TN was accidental geoarbitrage. We love it here for financial reasons among many other. Where are you? Maybe we can meet up someday?
I live in Knoxville. I retired after 40+ years in late 2022 from being a CPA so my time is relatively flexible. Meeting would be great.
Find me at the Facebook group Financial Literacy Project or Catching up to FI. The links are at the end of the article. Give me your best 3 dates as my schedule is a bit erratic
You can DM me on Messenger
I have mailed my phone number and email address to your home address. I decided long ago to not register to be part of Facebook. I hope we can meet in the future.
We did on 2/16/2023. A great meal and a terrific conservation for 2 1/2 hours. It was a good day for Tennessee when Bill Yount and his wife decided to move here.
A good story that shows no matter one’s income or status, a healthy rate of saving and spending is essential. It seems like changing to a simpler lifestyle didn’t doom you to a life of misery, so that’s a plus.
Best of luck on maintaining your path. I know it’s hard to when others around you are entering a different phase or pace of life.
It was amazing how downsizing and flipping the switch to a savings rate of 35-40% didn’t really change our lifestyle much. Thx for reading.
Having a high income has its disadvantages – many highly successful people think they’re good at everything.
I was smarter than many high-income earners, but had an average income. This makes you think a little. Looking back, I can’t really say what led me to save huge amounts of money, but not being a high earner helped.
More money, more problems as they say!
21 states and counting are requiring courses in finance which is great. The SIMPLICITY of investing during the accumulation phase can be taught to a 2nd grader. Starting early with stock index funds is a great start
I wholeheartedly agree. Thanks for reading and commenting.
Nice to read a story with a good outcome. There are many good lessons here for anyone who will pay attention.
You say your problem was a late start, but I think the actual problem was spending and investing choices over the years which is the case for many people.
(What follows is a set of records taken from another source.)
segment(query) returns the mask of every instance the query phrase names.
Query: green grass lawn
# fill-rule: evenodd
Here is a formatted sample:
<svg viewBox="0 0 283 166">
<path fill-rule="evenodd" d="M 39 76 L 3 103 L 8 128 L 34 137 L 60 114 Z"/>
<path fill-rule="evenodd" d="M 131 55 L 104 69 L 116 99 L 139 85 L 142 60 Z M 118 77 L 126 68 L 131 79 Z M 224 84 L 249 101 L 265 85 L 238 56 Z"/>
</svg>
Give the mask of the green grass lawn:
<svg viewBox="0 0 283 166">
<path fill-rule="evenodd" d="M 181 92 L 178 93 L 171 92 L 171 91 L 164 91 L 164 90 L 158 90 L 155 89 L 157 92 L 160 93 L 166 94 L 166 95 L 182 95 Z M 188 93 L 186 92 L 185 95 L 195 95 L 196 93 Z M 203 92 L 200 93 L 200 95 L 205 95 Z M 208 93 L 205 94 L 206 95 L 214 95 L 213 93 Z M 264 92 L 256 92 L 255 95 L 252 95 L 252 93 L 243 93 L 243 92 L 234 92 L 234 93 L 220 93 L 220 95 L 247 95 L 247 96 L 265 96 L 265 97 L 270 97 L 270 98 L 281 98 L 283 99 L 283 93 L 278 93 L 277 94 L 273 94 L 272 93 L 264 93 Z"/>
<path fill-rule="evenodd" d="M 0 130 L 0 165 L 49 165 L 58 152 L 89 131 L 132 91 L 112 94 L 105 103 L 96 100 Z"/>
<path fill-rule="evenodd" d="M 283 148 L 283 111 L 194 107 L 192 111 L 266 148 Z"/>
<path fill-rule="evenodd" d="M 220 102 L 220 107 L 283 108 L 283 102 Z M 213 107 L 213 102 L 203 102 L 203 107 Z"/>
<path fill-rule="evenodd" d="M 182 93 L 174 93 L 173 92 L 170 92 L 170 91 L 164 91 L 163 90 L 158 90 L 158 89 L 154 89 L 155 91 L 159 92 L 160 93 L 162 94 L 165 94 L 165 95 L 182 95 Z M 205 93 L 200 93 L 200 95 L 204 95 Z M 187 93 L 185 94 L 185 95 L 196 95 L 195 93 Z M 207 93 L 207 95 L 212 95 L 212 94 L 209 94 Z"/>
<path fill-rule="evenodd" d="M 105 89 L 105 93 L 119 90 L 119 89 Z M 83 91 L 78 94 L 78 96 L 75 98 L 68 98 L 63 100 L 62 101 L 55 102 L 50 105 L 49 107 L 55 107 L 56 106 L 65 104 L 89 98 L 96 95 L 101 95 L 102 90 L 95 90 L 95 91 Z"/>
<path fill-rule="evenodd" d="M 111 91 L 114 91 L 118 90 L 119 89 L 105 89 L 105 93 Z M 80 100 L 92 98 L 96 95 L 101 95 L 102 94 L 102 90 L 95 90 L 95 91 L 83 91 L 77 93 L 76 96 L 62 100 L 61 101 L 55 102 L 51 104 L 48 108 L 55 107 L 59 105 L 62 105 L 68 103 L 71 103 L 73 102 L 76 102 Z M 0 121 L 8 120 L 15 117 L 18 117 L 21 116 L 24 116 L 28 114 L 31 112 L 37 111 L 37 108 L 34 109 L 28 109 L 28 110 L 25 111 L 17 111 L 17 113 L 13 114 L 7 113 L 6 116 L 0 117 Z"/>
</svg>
It wouldn’t hurt for a basic personal financial course to be added to the medical school curriculum- seriously.
In any case, your story will help others get on the FI path sooner.
Next time the market crashes, don’t sell stocks.🤑
I am glad to hear that you liked my story and find it will help others spark their own FI journey. I admire your work.
Bill, when I sit beside the young physicians during my occasional hospital duty, I look for an opportunity to ask them about their retirement planning. I know they face many lifestyle temptations, and may not have ever thought about a different path. I don’t know if they are really listening, but I’m hopeful.
I was the prototypical paycheck-to-paycheck physician with an ever-inflating lifestyle. I just want to help as many others as possible see the possibilities of an early start to saving and investing.
After 36 years as a primary care physician, I understand this all too well. My first 16 years with a large group we were compensated reasonably well for primary care but we worked like maniacs. Stress and a paucity of free time triggered the “I deserve this” mindset. Thank God for 401K’s and automated savings during that time!
Paradoxically when I took a job 20 years ago with far less compensation, I started saving more as I was much more conscientious regarding where the dollars went, and there was more time to find better deals.
I completely agree that the lack of financial literacy is so disturbing. Most of the concepts are very easy to understand. Sometimes I think our society doesn’t want the average Joe to grasp the basics, as that way they can be more easily fleeced. And physicians do have targets on their back.
I scaled back to manage burnout and took a moderate pay cut. My wife works full time and offsets this move a bit. Life is a team sport. Oddly, surprisingly, and happily our lifestyle has changed little after downsizing and being intentional with our money as well.